What does "..may be ruler flat but you won't get the same midbass feel as a high sensitivity, high power handling pro driver" actually mean? What is "feel"? What you "feel" is what you either hear which are sound waves exciting your ear or "feel" as the physical sound waves resonate or vibrate your body in some way. That can be measured, trivially and as far as I'm aware is a combination of SPL, frequency and amplitude. Of course it all works together and I get that if you're feeding low sensitivity speakers with an underpowered amp you're going to suffer lacklustre results. But from a pure "feel" perspective the more SPL the more you'll "feel" it but that's common sense too. Are you suggesting that there is something else that can't be measured at play? If so what is it?
Ultimately there is supposed to be a 1 to 1 relationship between the input and the output. Input X and you get Y. In a perfect system X = Y in the sense that if the input signal is set to generate 85dB at 20Hz your output will produce a 20Hz sound at 85dB at the MLP. That is exactly what you're measuring (and aiming for) with REW. REW produces a sweep and then measures the in room response to that sweep and to be honest that's all that matters as that's what we actually hear. The goal being that across as much of the range as you can you try and get that exact 1 to 1 response so that the output you hear is exactly what your input intends. Ultimately you don't get that only from the speakers as room resonance and room response greatly affects what you hear. You are also at the mercy of psychoacoustic and biological effects (humans perceive low frequencies as quieter than they actually are so you apply a house curve to boost them) so this may drive both placement and any EQ you apply to artificially change the speakers response at any one desired range. Objectively though, concepts such as "slam" are measurable unless you can tell me why not.

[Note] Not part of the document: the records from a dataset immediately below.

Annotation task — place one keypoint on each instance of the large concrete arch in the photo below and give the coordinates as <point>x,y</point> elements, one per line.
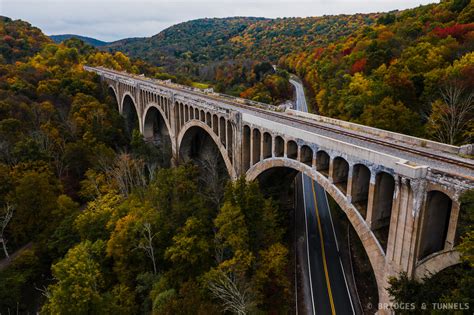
<point>369,241</point>
<point>214,137</point>
<point>124,95</point>
<point>171,134</point>
<point>114,90</point>
<point>137,109</point>
<point>163,115</point>
<point>436,262</point>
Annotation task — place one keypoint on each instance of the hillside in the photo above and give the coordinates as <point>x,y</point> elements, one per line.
<point>88,40</point>
<point>188,47</point>
<point>387,70</point>
<point>19,40</point>
<point>190,43</point>
<point>80,188</point>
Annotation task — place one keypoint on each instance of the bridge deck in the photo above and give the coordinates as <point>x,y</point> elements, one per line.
<point>417,155</point>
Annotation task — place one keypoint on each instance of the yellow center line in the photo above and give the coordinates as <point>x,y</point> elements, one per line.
<point>323,251</point>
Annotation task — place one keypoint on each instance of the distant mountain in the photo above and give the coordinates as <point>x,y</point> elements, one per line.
<point>189,47</point>
<point>195,42</point>
<point>13,48</point>
<point>89,40</point>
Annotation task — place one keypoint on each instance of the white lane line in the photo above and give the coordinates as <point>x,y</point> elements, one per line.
<point>339,256</point>
<point>307,247</point>
<point>302,101</point>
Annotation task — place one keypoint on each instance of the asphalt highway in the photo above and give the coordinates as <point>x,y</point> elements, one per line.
<point>327,282</point>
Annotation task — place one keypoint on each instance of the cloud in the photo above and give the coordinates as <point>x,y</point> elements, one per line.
<point>111,19</point>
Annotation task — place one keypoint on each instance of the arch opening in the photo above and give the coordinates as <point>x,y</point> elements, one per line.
<point>198,147</point>
<point>279,146</point>
<point>360,188</point>
<point>292,150</point>
<point>113,96</point>
<point>215,124</point>
<point>230,140</point>
<point>322,163</point>
<point>222,133</point>
<point>307,155</point>
<point>267,145</point>
<point>382,207</point>
<point>256,146</point>
<point>282,181</point>
<point>155,131</point>
<point>435,223</point>
<point>340,173</point>
<point>130,114</point>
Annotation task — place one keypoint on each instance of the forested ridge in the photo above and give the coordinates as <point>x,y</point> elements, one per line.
<point>93,218</point>
<point>99,223</point>
<point>402,71</point>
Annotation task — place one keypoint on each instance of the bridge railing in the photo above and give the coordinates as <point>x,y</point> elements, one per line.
<point>181,88</point>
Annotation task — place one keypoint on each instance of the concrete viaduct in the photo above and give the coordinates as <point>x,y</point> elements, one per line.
<point>400,193</point>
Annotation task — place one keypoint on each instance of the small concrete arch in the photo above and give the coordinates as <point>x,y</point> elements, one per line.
<point>208,119</point>
<point>279,146</point>
<point>360,187</point>
<point>256,145</point>
<point>292,149</point>
<point>435,223</point>
<point>230,139</point>
<point>306,155</point>
<point>200,125</point>
<point>215,124</point>
<point>246,148</point>
<point>436,262</point>
<point>186,113</point>
<point>370,243</point>
<point>267,145</point>
<point>340,173</point>
<point>113,93</point>
<point>322,162</point>
<point>222,133</point>
<point>381,207</point>
<point>148,124</point>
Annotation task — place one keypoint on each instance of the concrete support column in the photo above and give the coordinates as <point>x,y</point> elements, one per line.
<point>237,143</point>
<point>251,146</point>
<point>313,164</point>
<point>371,199</point>
<point>331,169</point>
<point>226,127</point>
<point>350,175</point>
<point>273,146</point>
<point>173,112</point>
<point>453,220</point>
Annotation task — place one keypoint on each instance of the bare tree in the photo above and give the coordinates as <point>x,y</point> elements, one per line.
<point>234,295</point>
<point>147,243</point>
<point>4,220</point>
<point>450,117</point>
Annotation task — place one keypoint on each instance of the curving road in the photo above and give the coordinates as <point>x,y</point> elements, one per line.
<point>328,288</point>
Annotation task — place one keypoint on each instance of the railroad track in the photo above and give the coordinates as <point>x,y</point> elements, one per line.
<point>225,99</point>
<point>342,132</point>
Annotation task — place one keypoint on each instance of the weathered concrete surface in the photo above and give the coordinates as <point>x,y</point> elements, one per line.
<point>252,139</point>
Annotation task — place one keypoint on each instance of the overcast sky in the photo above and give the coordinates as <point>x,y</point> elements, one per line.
<point>116,19</point>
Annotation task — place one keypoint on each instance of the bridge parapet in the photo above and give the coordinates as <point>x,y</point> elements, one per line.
<point>400,194</point>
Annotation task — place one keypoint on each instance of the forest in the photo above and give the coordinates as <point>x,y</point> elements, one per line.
<point>93,217</point>
<point>406,71</point>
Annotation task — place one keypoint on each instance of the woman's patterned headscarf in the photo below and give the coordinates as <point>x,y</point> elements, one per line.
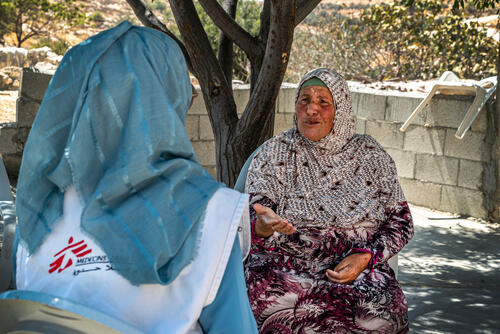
<point>342,179</point>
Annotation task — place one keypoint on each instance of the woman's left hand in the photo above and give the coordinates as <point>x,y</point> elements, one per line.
<point>349,268</point>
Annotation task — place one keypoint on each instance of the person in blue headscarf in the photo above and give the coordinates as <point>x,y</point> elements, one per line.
<point>115,212</point>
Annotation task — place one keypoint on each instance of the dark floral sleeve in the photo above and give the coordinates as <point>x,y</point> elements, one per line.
<point>392,236</point>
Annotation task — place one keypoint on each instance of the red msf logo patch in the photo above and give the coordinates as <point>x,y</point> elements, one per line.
<point>79,249</point>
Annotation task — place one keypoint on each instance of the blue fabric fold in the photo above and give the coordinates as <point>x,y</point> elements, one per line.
<point>112,123</point>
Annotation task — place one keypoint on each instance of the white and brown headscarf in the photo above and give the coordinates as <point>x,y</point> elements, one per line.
<point>342,180</point>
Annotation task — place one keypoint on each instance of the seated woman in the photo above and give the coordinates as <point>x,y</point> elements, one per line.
<point>115,212</point>
<point>327,213</point>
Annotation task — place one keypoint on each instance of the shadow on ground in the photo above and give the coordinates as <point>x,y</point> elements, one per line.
<point>450,275</point>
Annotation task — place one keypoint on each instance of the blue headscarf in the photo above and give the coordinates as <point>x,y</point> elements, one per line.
<point>112,123</point>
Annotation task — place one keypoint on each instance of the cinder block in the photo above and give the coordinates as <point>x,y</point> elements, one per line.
<point>369,105</point>
<point>283,122</point>
<point>437,169</point>
<point>387,134</point>
<point>192,126</point>
<point>422,193</point>
<point>400,107</point>
<point>360,125</point>
<point>464,201</point>
<point>472,147</point>
<point>470,174</point>
<point>205,151</point>
<point>34,84</point>
<point>405,162</point>
<point>448,111</point>
<point>8,144</point>
<point>206,132</point>
<point>424,140</point>
<point>286,99</point>
<point>26,111</point>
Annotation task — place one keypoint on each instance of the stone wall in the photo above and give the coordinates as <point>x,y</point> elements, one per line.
<point>436,170</point>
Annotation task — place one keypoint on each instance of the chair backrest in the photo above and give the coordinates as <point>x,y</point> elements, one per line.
<point>7,229</point>
<point>240,186</point>
<point>38,312</point>
<point>242,177</point>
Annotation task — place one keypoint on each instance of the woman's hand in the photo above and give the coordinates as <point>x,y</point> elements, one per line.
<point>349,268</point>
<point>269,222</point>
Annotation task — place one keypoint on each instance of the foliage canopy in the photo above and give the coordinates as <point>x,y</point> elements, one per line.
<point>30,18</point>
<point>417,40</point>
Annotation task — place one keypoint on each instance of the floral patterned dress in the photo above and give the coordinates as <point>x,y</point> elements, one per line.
<point>343,196</point>
<point>289,292</point>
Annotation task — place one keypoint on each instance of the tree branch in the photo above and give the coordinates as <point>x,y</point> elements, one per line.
<point>149,19</point>
<point>304,7</point>
<point>232,29</point>
<point>213,83</point>
<point>225,49</point>
<point>257,120</point>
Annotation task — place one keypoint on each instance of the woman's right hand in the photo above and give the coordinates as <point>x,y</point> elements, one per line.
<point>269,222</point>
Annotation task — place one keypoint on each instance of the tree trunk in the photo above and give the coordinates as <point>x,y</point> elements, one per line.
<point>236,139</point>
<point>495,214</point>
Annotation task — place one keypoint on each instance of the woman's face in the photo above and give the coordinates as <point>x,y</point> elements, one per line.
<point>315,112</point>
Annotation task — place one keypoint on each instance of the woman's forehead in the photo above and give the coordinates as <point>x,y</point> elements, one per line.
<point>316,90</point>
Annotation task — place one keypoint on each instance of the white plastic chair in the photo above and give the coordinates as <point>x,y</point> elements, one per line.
<point>450,84</point>
<point>240,186</point>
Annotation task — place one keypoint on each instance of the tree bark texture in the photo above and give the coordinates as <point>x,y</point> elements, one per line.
<point>268,53</point>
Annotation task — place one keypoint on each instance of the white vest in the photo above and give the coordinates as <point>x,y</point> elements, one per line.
<point>69,264</point>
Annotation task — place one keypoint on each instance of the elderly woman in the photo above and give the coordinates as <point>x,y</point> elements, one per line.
<point>115,212</point>
<point>327,213</point>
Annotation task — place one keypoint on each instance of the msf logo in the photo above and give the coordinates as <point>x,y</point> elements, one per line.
<point>63,258</point>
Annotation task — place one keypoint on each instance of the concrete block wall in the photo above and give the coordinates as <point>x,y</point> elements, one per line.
<point>13,136</point>
<point>436,170</point>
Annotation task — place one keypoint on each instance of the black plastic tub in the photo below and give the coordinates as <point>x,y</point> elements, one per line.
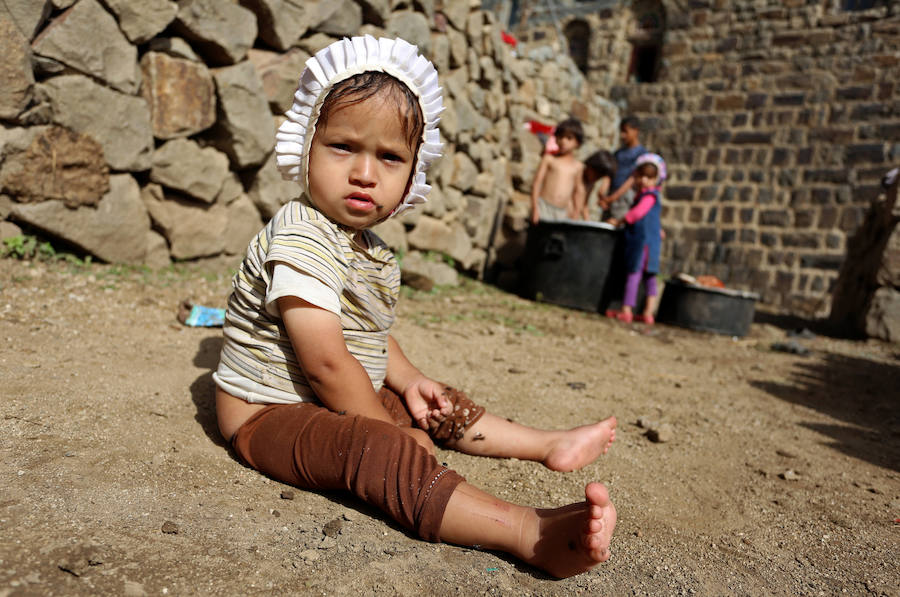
<point>571,264</point>
<point>718,310</point>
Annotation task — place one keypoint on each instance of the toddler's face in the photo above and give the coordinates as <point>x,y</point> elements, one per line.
<point>360,163</point>
<point>646,177</point>
<point>567,143</point>
<point>628,135</point>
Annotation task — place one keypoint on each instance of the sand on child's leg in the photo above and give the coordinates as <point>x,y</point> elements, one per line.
<point>560,541</point>
<point>559,450</point>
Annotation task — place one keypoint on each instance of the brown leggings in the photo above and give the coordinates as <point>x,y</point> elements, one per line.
<point>311,447</point>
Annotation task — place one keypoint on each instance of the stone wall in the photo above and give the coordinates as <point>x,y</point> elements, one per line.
<point>141,131</point>
<point>777,119</point>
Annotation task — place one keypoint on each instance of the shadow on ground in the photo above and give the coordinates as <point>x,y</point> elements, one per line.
<point>862,393</point>
<point>203,388</point>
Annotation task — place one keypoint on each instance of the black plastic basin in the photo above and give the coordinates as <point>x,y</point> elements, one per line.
<point>572,264</point>
<point>718,310</point>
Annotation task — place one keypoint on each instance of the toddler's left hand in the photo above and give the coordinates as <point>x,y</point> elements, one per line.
<point>426,402</point>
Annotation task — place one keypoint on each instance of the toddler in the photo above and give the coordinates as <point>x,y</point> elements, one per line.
<point>622,196</point>
<point>314,391</point>
<point>599,168</point>
<point>557,192</point>
<point>643,236</point>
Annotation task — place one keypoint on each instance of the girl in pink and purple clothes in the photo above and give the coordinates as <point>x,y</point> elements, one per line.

Now accuracy is an interesting one. Explain the physical theory to me because you talk of magnets makes little sense to me as far as modern speaker design and material goes. The strength or size of magnet is not the deciding factor as to the quality or ability of a speaker. Magnet strength is one of a number of different properties which dictate the quality of a speaker and it's usually not the most important one. Indeed too strong a magnet can actually cause problems in subwoofer speakers and there is absolutely no rule that says bigger/stronger is better. If it was then everyone would have maxed that out a long time ago. It's a very complex area and almost everything in speaker (and cabinet) design is a compromise so you simply can't make a blanket statement that stronger = better. That's not to say those speakers are not superb but it having a stronger magnet likely means they've had to make compromises elsewhere.
But as I said, I'm an armchair pundit not a speaker designer so I'm sure I'm grossly simplifying it all to the point where I'm talking cobblers. Happy to learn though.